A first venture at this would attach, to each register, a counter indicating whether it was currently not part of the stack (0), or whether it represented the top element (1), the element below the top (2), and so on. This suggests that we might need to search the registers to find the stack top, and it suggests the need to update all of the registers with nonzero tags each time there is a push or pop. This is not appealing.

Fortunately, there is an alternative. If we arrange the set of cache registers used to cache the stack top as a circular buffer in the range min to max, where cache=(max-min)+1, we can use just one index to track which register holds the stack top, call it top, and a count to track how many stack elements are currently in registers, call it count.
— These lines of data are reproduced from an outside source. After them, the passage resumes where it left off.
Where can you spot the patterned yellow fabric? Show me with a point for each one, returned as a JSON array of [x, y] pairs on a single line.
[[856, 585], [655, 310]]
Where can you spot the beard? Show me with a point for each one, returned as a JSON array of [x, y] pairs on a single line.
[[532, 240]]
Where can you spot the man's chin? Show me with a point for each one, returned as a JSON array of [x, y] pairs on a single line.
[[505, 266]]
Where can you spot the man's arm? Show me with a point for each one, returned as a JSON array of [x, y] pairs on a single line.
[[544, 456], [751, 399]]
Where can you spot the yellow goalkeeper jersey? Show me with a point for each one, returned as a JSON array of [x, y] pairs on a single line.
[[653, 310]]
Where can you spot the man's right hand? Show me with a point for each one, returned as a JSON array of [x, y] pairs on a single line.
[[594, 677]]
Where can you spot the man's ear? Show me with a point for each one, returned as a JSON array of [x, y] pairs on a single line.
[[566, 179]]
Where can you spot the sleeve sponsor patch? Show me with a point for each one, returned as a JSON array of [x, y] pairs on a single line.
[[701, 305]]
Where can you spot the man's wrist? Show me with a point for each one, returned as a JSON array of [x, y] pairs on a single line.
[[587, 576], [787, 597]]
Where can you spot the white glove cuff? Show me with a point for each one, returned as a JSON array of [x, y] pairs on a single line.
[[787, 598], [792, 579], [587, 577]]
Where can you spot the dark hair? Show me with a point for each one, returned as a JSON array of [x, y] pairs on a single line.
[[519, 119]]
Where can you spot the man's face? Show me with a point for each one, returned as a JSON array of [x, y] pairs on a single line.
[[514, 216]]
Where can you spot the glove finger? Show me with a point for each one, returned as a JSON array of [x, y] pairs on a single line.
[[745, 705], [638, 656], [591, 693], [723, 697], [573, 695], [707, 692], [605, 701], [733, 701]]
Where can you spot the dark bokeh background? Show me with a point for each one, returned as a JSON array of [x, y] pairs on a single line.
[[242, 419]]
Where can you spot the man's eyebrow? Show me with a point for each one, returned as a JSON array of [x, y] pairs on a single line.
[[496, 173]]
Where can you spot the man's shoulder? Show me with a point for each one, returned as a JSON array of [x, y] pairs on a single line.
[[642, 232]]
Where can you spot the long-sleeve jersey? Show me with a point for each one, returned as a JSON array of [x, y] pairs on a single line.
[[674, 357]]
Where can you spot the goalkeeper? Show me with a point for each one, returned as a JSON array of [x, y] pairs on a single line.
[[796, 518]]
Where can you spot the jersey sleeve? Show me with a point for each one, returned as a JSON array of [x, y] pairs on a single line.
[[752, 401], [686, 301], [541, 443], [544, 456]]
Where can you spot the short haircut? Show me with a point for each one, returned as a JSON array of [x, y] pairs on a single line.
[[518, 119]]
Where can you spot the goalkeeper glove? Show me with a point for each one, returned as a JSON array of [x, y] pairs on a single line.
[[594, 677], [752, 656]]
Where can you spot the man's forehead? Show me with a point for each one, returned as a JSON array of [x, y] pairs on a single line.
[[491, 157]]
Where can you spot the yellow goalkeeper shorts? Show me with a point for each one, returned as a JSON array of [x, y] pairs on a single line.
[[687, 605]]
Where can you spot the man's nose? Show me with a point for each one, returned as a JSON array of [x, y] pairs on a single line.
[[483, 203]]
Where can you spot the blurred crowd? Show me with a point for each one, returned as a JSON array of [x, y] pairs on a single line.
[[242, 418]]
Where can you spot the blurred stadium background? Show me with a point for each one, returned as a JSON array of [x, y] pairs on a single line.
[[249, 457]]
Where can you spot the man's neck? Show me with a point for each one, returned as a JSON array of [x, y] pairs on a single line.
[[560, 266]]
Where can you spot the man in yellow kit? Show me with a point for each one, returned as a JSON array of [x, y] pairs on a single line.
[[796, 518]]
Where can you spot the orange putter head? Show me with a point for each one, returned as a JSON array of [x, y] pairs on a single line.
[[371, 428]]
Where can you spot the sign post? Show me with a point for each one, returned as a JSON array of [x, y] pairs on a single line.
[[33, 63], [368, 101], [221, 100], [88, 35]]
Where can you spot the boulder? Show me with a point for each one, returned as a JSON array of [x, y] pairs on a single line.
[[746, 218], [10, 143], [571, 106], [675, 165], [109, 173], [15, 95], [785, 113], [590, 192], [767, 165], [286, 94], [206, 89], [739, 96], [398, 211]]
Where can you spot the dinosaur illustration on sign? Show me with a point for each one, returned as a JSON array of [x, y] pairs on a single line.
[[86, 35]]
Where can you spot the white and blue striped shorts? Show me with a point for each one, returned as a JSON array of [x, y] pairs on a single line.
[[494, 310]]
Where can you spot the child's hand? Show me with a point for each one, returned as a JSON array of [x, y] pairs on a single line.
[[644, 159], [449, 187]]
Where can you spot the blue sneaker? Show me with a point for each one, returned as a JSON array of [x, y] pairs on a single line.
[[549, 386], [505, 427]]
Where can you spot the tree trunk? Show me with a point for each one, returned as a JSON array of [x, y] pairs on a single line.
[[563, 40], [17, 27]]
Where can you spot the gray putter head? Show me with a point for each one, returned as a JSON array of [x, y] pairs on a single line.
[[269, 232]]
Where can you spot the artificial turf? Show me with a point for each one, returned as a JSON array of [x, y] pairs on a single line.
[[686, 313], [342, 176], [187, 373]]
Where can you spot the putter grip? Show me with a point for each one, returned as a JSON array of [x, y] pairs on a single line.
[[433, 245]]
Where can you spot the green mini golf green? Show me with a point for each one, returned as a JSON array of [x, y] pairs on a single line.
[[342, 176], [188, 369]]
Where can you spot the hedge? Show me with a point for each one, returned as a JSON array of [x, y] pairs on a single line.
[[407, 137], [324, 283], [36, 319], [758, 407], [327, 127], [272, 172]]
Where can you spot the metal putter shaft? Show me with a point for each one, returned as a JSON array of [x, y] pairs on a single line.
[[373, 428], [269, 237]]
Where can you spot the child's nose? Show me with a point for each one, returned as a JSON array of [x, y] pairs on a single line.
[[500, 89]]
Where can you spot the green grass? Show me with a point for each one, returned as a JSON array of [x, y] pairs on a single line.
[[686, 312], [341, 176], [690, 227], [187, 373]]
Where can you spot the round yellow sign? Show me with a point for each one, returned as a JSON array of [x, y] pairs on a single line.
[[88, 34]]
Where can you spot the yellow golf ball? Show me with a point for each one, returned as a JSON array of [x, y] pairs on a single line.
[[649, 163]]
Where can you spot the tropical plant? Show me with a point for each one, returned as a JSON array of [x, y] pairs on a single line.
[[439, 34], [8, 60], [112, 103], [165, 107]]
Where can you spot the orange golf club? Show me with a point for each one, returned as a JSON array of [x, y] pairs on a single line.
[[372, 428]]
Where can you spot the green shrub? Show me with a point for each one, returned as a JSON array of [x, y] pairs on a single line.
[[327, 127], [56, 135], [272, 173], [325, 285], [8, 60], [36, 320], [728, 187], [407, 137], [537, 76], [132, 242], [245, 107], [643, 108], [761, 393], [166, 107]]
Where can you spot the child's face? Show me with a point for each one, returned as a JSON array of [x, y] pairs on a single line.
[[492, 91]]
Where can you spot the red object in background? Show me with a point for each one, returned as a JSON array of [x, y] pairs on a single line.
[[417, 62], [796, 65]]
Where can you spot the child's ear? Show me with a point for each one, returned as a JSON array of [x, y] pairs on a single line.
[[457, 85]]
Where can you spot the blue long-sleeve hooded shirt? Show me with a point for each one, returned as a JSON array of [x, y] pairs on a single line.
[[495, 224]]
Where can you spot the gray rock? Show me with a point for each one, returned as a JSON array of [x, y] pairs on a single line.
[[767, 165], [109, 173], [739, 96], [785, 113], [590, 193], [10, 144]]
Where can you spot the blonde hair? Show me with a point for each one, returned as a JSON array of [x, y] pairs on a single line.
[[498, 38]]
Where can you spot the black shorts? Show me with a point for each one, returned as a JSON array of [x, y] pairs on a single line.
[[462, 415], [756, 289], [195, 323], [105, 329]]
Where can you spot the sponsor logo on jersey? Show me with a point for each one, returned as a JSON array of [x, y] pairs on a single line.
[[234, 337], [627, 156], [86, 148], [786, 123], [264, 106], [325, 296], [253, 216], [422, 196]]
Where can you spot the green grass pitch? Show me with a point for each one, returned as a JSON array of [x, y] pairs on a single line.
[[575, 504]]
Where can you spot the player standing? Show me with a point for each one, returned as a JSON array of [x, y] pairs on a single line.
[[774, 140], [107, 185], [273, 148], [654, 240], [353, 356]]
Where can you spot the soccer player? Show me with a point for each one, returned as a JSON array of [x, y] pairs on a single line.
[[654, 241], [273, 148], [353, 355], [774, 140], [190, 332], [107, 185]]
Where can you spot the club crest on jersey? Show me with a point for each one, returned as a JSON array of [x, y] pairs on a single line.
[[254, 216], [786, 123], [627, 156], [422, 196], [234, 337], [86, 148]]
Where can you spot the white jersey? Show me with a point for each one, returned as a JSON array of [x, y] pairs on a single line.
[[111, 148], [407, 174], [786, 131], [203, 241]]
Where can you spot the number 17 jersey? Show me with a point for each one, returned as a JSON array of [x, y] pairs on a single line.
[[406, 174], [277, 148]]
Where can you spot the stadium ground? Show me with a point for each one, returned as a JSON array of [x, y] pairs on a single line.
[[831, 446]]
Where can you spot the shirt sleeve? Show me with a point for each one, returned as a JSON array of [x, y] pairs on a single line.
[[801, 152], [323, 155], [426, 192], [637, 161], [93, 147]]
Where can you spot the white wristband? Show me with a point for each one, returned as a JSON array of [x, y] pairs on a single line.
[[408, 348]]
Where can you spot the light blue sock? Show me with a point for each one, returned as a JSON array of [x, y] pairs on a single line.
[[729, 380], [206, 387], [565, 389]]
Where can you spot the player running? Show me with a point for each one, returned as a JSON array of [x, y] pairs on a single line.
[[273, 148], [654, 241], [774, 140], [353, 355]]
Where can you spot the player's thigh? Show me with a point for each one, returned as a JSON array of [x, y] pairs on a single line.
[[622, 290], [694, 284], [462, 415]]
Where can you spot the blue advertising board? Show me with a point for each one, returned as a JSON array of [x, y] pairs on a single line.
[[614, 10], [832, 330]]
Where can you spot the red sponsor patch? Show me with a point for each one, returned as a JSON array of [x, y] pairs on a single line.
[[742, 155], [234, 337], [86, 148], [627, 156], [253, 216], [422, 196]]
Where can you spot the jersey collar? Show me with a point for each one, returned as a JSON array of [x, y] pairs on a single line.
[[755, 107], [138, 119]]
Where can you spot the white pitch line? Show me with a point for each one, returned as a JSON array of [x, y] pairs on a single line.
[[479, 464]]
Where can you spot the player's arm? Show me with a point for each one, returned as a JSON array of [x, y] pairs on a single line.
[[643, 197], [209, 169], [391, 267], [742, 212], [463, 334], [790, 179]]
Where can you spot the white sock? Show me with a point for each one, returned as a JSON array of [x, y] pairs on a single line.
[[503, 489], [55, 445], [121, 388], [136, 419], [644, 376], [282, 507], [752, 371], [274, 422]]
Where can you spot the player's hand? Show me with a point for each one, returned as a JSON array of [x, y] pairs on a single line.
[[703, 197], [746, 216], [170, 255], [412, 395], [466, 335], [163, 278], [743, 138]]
On the ARM, for example, min might be 3 and max might be 12. Here is the logic for generating code for the pushi c and add instructions in this context:

```void pushi( int c ){
int r = top + 1;
if (r > max) r = min;
if (count == cache) { /* we need to clear a register */
-- emit code to push R[r] on the RAM stack --
count = count - 1;
}
-- emit code to load the constant c into R[r] --
top = r;
count = count + 1;
}
if (count == 0) { /* we to get the stack top into a register */
-- emit code to pop the RAM stack into R[top] --
count = count + 1;
}
int r = top - 1;
if (r < min) r = max;
if (count == 1) { /* we to get the stack top into a register */
-- emit code to pop the RAM stack into R[r] --
count = count + 1;
}
-- emit code to add R[r] plus R[top] and put the result in R[r]
top = r;
count = count - 1;
}
```

This scheme works well within a basic block, but whenever control converges on a label from two or more directions, it does not guarantee that the stack will be in the same state on each path into that label. As a result, at the end of each branch point in the code, the stack-top cache must be put into a standard state such as entirely in RAM. This was not a problem with the hardware stack-top cache, since the cache state there was a dynamic attribute. In general, stack-top caches are not a good stating point for developing more optimal code generators.